La chica se sentó en la mesa y miró hacia las colinas del lado seco del valle y el hombre la miró a ella y a la mesa.

—Tenés que darte cuenta —dijo él—, que no quiero que lo hagas si no querés. Estoy perfectamente dispuesto a hacerlo si eso significa algo para vos.

—¿Y no significa nada para vos? Podríamos arreglarnos bien.

—Claro que significa. Pero no quiero a nadie más que a vos. No quiero a nadie más. Y sé que es muy simple.

—Sí, vos sabés que es muy simple.

—Está bien que me digas eso, pero lo sé.

—¿Harías algo por mí ahora?

—Haría cualquier cosa por vos.

—¿Podés, por favor, por favor, por favor, por favor, por favor, por favor, por favor, dejar de hablar?

Él no dijo nada pero miró las valijas contra la pared de la estación. Tenían etiquetas de todos los hoteles donde habían pasado la noche.

—Pero no quiero que lo hagas —dijo—, no me importa nada.

—Voy a gritar —dijo la chica.

La mujer salió de entre las cortinas con dos vasos de cerveza y los dejó sobre los portavasos de fieltro húmero.

—El tren llega en cinco minutos —dijo.

—¿Qué dijo? —preguntó la chica.

—Que el tren llega en cinco minutos.

La chica le sonrió alegremente a la mujer como agradecimiento.

—Mejor llevo las valijas del otro lado de la estación —dijo el hombre. Ella le sonrió.

—Bueno. Después volvé y terminamos la cerveza.

Él levantó las dos valijas pesadas y las llevó por la estación al otro andén. Miró hacia las vías pero no pudo ver el tren.
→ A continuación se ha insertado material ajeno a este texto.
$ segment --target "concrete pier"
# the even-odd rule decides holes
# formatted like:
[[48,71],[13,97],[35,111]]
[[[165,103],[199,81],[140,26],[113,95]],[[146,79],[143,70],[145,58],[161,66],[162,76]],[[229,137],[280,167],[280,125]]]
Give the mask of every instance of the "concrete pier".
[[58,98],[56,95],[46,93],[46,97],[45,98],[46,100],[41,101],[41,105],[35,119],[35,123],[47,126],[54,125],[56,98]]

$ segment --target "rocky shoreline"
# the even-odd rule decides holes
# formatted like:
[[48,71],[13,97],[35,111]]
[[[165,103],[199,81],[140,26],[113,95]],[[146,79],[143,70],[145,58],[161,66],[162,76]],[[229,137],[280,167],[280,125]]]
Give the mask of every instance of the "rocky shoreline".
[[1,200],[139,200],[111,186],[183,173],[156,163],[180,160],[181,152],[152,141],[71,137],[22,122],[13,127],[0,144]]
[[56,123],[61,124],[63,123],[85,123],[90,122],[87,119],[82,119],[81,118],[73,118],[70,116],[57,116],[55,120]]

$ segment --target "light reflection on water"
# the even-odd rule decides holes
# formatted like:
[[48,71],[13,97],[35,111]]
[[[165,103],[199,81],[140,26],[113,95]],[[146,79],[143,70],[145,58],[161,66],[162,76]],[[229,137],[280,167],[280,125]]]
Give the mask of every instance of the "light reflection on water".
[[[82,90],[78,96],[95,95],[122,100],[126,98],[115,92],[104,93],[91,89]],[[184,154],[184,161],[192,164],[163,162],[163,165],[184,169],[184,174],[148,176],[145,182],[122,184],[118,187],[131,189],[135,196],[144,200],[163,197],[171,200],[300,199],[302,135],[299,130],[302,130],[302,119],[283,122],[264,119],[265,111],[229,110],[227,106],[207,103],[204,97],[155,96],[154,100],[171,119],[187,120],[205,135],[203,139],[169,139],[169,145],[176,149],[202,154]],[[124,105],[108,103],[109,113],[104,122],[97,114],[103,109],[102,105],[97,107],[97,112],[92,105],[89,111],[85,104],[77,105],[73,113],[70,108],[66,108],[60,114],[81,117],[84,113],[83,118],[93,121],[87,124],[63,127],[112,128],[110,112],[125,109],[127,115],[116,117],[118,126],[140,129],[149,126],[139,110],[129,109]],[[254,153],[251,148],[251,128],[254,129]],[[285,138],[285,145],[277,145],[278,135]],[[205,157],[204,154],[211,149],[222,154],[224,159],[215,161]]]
Al volver pasó por el bar donde la gente que esperaba el tren estaba tomando algo. Tomó un Anís en la barra y miró a la gente. Todos esperaban razonablemente el tren. Salió a través de la cortina de cuentas. Ella estaba sentada a la mesa y le sonrió.

—¿Te sentís mejor? —preguntó él.

—Me siento bien —dijo ella—. No me pasa nada. Me siento bien.